Muhammad Mamdani

MPH, MA, PharmD

Scientist

Biography

Dr. Mamdani is Vice President of Data Science and Advanced Analytics at Unity Health Toronto and Director of the University of Toronto Temerty Faculty of Medicine Centre for Artificial Intelligence Education and Research in Medicine (T-CAIREM). Dr. Mamdani’s team bridges advanced analytics including machine learning with clinical and management decision making to improve patient outcomes and hospital efficiency.

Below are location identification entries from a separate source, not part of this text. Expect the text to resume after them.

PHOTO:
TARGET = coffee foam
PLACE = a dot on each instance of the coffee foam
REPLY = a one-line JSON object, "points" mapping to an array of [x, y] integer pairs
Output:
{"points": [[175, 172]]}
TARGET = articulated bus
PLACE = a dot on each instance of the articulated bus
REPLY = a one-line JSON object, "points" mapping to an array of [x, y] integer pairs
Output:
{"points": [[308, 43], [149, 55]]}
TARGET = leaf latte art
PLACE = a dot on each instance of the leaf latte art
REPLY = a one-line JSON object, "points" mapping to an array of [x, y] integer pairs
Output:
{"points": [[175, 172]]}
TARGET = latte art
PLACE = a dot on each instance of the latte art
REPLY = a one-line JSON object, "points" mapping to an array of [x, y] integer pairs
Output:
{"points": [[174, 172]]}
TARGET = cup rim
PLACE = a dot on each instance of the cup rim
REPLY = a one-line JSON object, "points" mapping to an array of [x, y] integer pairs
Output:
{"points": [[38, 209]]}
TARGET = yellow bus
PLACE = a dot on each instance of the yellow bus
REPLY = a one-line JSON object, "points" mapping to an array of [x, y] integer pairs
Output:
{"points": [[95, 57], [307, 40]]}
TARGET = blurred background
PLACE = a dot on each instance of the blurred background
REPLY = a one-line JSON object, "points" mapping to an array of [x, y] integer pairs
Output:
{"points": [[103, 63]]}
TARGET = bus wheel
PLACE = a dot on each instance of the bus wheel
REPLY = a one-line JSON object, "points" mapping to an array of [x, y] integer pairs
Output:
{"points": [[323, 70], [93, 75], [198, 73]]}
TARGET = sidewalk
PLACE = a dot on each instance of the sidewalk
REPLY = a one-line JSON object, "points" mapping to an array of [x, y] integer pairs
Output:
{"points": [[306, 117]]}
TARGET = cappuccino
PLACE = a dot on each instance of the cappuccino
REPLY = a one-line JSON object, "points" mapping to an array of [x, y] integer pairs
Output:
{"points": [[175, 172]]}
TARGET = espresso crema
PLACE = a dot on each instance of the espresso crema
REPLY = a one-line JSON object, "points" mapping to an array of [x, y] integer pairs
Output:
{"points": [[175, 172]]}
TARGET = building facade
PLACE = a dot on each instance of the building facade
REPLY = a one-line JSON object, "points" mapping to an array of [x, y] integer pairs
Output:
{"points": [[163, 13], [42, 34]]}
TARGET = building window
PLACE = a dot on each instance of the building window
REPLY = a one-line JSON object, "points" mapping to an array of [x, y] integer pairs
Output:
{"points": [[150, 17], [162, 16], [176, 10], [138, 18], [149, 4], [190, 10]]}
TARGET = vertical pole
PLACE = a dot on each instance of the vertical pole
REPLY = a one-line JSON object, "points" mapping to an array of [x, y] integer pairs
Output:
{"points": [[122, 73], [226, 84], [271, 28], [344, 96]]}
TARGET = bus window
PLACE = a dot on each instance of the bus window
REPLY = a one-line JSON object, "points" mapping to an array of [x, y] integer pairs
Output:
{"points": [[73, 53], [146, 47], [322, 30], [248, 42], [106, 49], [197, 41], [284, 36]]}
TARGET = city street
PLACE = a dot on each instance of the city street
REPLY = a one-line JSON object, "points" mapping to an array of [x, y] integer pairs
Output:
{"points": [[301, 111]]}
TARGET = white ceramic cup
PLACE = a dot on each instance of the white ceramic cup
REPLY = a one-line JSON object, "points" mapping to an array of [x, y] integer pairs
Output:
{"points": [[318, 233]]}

Dr. Mamdani is also Professor in the Department of Medicine of the Temerty Faculty of Medicine, the Leslie Dan Faculty of Pharmacy, and the Institute of Health Policy, Management and Evaluation of the Dalla Lana Faculty of Public Health. He is also adjunct Senior Scientist at the Institute for Clinical Evaluative Sciences (ICES) and a Faculty Affiliate of the Vector Institute, which is a leading institution for artificial intelligence research in Canada.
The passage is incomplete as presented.